El buen señor hizo un esfuerzo al agacharse para acariciar la cabecita del yorkshire.

-Hola perrito, ¿ya saben tus amos que estás de paseo?

Puchi-Puchi agitó alegremente su diminuto rabo y ladró amistoso.

-¡Guau, guau, grrr!

-De acuerdo, seguro que lo saben, cuídate, Puchi-Puchi... Y vosotros dos, venga, vámonos a casa que ya me habéis hecho trotar bastante.

Leal y Fiel ladraron roncamente mientras se alejaban entre cabriolas:

-¡Hasta la vista, señor Puchi-Puchi!

-¡Adiós, pequeños! -dijo éste paternalmente, y Tigre tuvo que disimular una sonrisa gatuna, porque al lado de los spaniels, su amigo resultaba un pigmeo.

-Veo que has hecho promesas temerarias de las que pronto te arrepentirás.

Puchi-Puchi tuvo una mueca de fastidio.

-Si, lo sé, pero es que se pusieron de lo más pesado la otra tarde y había que decirles algo para que se callaran... Esos chicos se creen que ir de héroe por la vida es un oficio y no una casualidad.

-Pues ya verás la que te espera con los hermanitos... Y volviendo a Punto, ¿te parece buena la idea de darle un rapapolvo?... Pensándolo bien es meterse donde nadie nos llama. 

Puchi-Puchi se quedó pensativo y luego dijo:

-¿Sabes?, hay que hacer algo para evitar males mayores, pero soy partidario de hablar primero con el galgo ruso y enterarme bien de lo que vio y a quién -como advirtiese que Tigre se mosqueaba, añadió precipitadamente- No es que dude de tus palabras, ni mucho menos, ya que seguro que se trata de Punto, pero he de saber más...

-Si quieres, vamos ahora. Te acompaño.

-No, Tigre, prefiero ir solo; si vamos los dos empezaremos a dar demasiada importancia al asunto y puede que hagamos una montaña de un grano de pienso.

Tigre, que iba a protestar, cerró la boca. Él no era un gato picajoso y la existencia callejera que llevaba le había hecho muy sensato.

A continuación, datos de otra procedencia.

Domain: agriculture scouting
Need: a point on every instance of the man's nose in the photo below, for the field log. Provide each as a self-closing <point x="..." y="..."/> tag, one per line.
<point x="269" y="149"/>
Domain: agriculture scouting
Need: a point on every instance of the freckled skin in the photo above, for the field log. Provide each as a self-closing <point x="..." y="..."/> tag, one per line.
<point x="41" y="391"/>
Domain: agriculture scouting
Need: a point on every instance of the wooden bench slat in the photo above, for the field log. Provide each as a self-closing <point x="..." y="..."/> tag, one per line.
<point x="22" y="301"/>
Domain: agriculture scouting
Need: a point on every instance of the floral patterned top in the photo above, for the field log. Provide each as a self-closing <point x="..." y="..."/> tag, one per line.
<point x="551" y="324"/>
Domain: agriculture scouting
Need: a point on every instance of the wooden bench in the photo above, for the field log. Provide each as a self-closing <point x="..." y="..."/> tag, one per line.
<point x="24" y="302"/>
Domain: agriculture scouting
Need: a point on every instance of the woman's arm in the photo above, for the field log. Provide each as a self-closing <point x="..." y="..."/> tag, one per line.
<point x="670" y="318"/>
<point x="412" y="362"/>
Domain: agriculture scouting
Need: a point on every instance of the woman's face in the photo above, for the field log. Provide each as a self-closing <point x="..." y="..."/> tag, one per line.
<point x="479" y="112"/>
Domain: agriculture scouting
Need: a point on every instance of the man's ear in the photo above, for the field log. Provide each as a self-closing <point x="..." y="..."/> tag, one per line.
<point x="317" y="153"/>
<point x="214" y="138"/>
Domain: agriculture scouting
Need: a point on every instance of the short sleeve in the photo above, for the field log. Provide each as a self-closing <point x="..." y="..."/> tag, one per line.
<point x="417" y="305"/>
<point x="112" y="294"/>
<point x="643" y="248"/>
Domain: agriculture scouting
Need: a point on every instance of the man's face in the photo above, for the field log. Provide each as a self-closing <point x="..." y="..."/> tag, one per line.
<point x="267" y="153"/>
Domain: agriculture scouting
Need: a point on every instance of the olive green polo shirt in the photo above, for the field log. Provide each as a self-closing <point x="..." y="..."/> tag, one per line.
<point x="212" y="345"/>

-Sí, creo que tienes razón, si empezamos a armar jaleo, podemos desorbitar las cosas y hacer mas mal que bien... De acuerdo, ves a verle y ya me contarás...

Puchi-Puchi estornudó satisfecho y levantando con determinación su cabecita, fue contoneándose calle abajo, rumbo al jardín de Duc, el precioso galgo ruso.